[Test] Extend integ test test_monitoring to verify that the metric ClustermgtdHeartbeat is collected.

gmarciani · gmarciani · commit 46dde5f41a00 · 2026-01-28T14:05:21.000-05:00
diff --git a/tests/integration-tests/tests/monitoring/test_monitoring.py b/tests/integration-tests/tests/monitoring/test_monitoring.py
@@ -10,6 +10,7 @@
 # This file is distributed on an "AS IS" BASIS, WITHOUT WARRANTIES OR CONDITIONS OF ANY KIND, express or implied.

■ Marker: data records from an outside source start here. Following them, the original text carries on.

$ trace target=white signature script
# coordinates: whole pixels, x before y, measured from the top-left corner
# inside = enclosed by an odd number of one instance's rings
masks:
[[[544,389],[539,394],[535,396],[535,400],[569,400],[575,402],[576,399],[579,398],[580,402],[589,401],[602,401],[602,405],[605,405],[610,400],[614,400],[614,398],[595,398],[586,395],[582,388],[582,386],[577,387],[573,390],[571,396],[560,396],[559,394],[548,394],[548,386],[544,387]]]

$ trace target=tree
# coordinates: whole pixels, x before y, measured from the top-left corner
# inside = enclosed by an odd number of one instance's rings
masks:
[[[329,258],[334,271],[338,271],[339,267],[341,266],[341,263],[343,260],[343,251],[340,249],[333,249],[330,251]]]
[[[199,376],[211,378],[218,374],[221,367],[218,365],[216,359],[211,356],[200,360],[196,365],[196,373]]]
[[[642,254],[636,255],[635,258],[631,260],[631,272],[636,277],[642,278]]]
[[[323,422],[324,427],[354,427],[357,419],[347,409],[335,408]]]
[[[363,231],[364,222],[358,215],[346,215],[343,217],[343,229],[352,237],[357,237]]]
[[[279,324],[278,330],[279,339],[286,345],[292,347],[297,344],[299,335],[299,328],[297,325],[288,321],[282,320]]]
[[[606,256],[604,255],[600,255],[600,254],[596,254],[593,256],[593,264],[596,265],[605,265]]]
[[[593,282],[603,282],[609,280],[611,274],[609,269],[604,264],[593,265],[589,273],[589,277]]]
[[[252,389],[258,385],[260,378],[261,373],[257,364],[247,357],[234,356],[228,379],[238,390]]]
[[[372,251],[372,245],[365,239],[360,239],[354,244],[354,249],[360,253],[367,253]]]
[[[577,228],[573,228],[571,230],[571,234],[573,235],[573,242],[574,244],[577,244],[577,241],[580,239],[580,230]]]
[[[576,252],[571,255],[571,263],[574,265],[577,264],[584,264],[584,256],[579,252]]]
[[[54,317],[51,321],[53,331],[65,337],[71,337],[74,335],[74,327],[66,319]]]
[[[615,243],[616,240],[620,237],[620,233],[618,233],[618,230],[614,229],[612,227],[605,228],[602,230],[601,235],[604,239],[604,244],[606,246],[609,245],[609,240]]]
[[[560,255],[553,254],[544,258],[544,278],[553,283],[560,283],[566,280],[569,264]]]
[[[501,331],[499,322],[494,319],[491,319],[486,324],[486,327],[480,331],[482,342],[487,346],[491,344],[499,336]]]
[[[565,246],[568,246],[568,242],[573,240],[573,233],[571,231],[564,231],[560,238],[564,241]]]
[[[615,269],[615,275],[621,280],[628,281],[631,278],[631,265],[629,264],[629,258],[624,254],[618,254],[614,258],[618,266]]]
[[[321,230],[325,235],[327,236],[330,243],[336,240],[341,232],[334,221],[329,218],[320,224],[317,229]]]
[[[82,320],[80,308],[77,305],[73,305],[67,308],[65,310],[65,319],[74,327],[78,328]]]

 # See the License for the specific language governing permissions and limitations under the License.
 import datetime
+import logging
 import math
 import time
 
@@ -33,6 +34,7 @@ def test_monitoring(
     cw_log_enabled,
     alarms_enabled,
     region,
+    scheduler,
     pcluster_config_reader,
     clusters_factory,
     test_datadir,
@@ -48,13 +50,14 @@ def test_monitoring(
     headnode_instance_id = cluster.get_cluster_instance_ids(node_type="HeadNode")[0]
     compute_instance_ids = cluster.get_cluster_instance_ids(node_type="Compute")
     # the MinCount is set to 1, so we should have at least one compute node
+    logging.info(f"Retrieved compute nodes: {compute_instance_ids}")
     assert_that(compute_instance_ids).is_not_empty()
 
     # test CWAgent metrics
     # we only perform this test for one of the 3 test conditions
     # because this test could be time-consuming (we allow some retries to ensure we can get metrics data)
     if dashboard_enabled and cw_log_enabled:
-        _test_cw_agent_metrics(cw_client, headnode_instance_id, compute_instance_ids[0])
+        _test_metrics(cw_client, headnode_instance_id, compute_instance_ids[0], cluster.cfn_name, scheduler)
 
     # test dashboard and alarms
     _test_dashboard(cw_client, cluster.cfn_name, region, dashboard_enabled, cw_log_enabled)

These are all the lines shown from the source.